Carlos Robledo, Class of 2013, said that it wasn’t too long before he realized that Farris’ rotation was taking him out of his comfort zone.
“I realized that the change from class room to this general medicine rotation was gonna be so ... uncomfortable,” he said. “Dr. Farris took my personal goals, along with her goals for me and made me accountable for attaining those goals.”
Farris’ philosophy on preparing students on rotation to become competent, caring practitioners revolves around focusing on improving the skills and abilities they will need to take care of patients in the future.
“I do not believe that my role as an educator is to simply exchange knowledge over a six-week rotation,” she said. “I often tell students at the beginning of the rotation that my goal by the end is for them ‘not to need me anymore.’ I want to prepare my students to be confident, independent, compassionate practitioners, capable of ensuring every patient they come in contact with is on the safest and most appropriate medication regimen available.”
Robledo said he has Farris to thank because she knew what to say and not to say as she guided him through the rotation and allowed him to find himself to become a confident student.
“She fostered an environment for learning and I do believe going through this rotation has made me a better student,” he said. “It was not easy, but I’m glad we made it through and I will always appreciate Dr. Farris’ help.”
Farris said her role focuses on her teaching contributions which take place in two different settings, her clinical practice at Scott & White Memorial Hospital and inside the classrooms of Texas A&M Rangel College of Pharmacy.
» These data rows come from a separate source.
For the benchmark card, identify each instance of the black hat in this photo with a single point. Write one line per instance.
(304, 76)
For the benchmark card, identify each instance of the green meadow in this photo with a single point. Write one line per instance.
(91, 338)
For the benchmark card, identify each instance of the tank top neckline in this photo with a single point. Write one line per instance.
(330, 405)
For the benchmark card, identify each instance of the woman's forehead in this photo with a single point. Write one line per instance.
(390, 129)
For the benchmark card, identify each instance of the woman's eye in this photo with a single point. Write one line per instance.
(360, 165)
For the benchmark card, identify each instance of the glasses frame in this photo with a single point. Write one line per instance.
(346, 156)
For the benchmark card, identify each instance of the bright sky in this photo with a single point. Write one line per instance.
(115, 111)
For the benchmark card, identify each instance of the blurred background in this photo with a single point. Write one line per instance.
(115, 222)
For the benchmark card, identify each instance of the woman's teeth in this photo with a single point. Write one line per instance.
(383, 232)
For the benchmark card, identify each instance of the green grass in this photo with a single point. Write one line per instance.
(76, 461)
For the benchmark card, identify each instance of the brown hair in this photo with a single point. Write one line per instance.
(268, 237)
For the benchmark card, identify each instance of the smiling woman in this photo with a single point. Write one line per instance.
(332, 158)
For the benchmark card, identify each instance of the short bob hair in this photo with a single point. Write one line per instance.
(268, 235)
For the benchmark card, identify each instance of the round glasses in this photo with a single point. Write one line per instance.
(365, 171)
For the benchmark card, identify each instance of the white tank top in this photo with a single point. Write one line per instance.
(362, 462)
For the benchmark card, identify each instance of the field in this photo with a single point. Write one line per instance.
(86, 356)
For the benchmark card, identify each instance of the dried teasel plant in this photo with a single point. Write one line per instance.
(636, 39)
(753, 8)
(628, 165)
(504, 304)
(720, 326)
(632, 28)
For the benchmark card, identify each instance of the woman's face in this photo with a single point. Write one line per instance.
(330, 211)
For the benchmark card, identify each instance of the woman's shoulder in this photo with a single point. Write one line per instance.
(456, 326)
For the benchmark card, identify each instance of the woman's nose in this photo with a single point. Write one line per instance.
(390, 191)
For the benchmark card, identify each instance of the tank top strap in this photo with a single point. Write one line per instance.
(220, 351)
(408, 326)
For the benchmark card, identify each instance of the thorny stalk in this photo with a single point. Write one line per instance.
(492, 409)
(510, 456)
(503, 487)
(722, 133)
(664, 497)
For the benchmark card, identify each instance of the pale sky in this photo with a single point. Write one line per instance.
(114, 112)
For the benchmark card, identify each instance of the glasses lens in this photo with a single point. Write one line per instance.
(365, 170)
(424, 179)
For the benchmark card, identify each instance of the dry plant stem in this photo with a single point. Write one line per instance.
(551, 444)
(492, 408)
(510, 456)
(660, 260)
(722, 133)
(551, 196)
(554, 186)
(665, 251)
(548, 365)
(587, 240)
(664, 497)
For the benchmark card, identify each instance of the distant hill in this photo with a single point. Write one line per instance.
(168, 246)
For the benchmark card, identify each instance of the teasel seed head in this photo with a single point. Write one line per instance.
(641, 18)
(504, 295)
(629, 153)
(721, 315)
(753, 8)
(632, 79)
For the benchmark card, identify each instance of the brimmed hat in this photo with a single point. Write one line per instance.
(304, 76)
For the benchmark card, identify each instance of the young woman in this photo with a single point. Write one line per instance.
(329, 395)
“I am extremely lucky to have these two diverse teaching experiences continually impact my approach as an educator,” she said. “In the classroom, I bring my practice experience as a clinical pharmacist in internal medicine to simulate ‘real-world’ scenarios for students to apply and practice their newly acquired knowledge, skills, and abilities.”
At her practice site, her teaching experiences help her create a structured learning environment that allows fourth-year student pharmacists and pharmacy residents to focus their time on achieving their professional goals and objectives.
Farris is from San Marcos, Texas. She graduated with a bachelor’s degree in biology from Southwestern University in Georgetown, Texas. Farris received her doctorate in pharmacy from the University of Texas at Austin.
Farris went through her pharmacy practice residency at Scott & White Memorial Hospital in Temple, Texas, where she is currently a clinical pharmacist for internal medicine.